Small nuclear RNAs (snRNAs) specify a class of small noncoding RNAs that are assembled into ribonucleoprotein complexes to regulate various nuclear processes such as transcriptional elongation (7SK) and mRNA splicing (UsnRNAs). The snRNA-activating protein complex (SNAPc) (also called PTF) is a five-subunit complex (SNAPC1 to -5) that acts as a basal transcription factor to mediate transcription of snRNAs (2, 9–11, 22, 24, 26, 27, 29). Small nuclear RNAs are transcribed by both RNA polymerase II (RNAPII) and RNAPIII. SNAPc was first described as a TATA binding protein (TBP)-containing complex required for the activation of transcription of the UsnRNAs in vitro (25, 26, 28). SNAPc recognizes a conserved DNA sequence, known as the proximal sequence element (PSE), located approximately 50 bases upstream from the transcription start site of the UsnRNAs to drive the assembly of the preinitiation complex (17). Two subunits, SNAPC3 and SNAPC4, were shown to directly bind DNA in vitro through a zinc finger and Myb DNA binding domain, respectively (14, 27). Additionally, recent in vitro experiments, using the Drosophila homolog of SNAPc, suggested that SNAPC1 might also bind DNA (16). The confirmation of SNAPc binding to the UsnRNA promoters in vivo was recently provided by the chromatin immunoprecipitation of SNAPC2 (4).

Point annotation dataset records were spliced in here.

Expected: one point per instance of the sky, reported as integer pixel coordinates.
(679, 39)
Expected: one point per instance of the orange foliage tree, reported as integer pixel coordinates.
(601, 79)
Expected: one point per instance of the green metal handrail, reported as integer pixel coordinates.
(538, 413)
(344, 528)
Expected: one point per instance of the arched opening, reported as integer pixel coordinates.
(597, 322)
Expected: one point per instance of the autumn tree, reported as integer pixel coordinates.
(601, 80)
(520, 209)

While the precise role of SNAPC1 in the complex is only partially understood, it was shown to serve as a bridge to connect SNAPC3 and SNAPC4 proteins (19). This interaction is required to mediate the formation of a “minimal” SNAPc (comprising SNAPC1, SNAPC3, and the N-terminal portion of SNAPC4) that can recapitulate DNA binding, TBP recruitment, and transcription activation (21). Interestingly, all three subunits were reported to directly bind TBP (12, 24, 29). Moreover, SNAPC1 is also able to interact with Rb and p53 (8, 13) and might therefore play a role in the regulation of UsnRNA expression during the cell cycle.
Here we present the analysis of the genome-wide occupancy of SNAPC1 and SNAPC4 in nontumorigenic mammary epithelial MCF10A cells. We show that SNAPC4 predominantly occupies UsnRNA genes, consistent with its role in UsnRNA transcription, whereas SNAPC1 localization extends beyond UsnRNA genes to include a large number of protein-coding genes. We show that SNAPC1 is functionally associated with the elongating form of RNAPII, suggesting a role for this protein in transcriptional elongation. Functional analysis of SNAPC1 revealed a role for this protein in both basal and activator-induced transcription.
Breast epithelial MCF10A cells were cultivated in serum-free Dulbecco modified Eagle medium (DMEM)–F-12 (1:1) (Invitrogen) medium supplemented with 2 mM l-glutamine, 50 ng/ml cholera toxin, 10 μg/ml bovine insulin, 500 ng/ml hydrocortisone, 10 ng/ml epidermal growth factor (EGF), and 50 μg/ml bovine pituitary extract. HeLa cells were grown in high-glucose DMEM supplemented with 2 mM l-glutamine and 10% fetal bovine serum (FBS).
Rabbit anti-SNAPC1 antibodies were obtained from Sigma. Antibodies against RNAPII (N-20; rabbit polyclonal antibodies recognizing all forms of RNAPII) and SNAPC4 (SNAAD17A; mouse monoclonal) were obtained from Santa Cruz. Phospho-Ser2 CTD antibodies were purchased from Bethyl Laboratories.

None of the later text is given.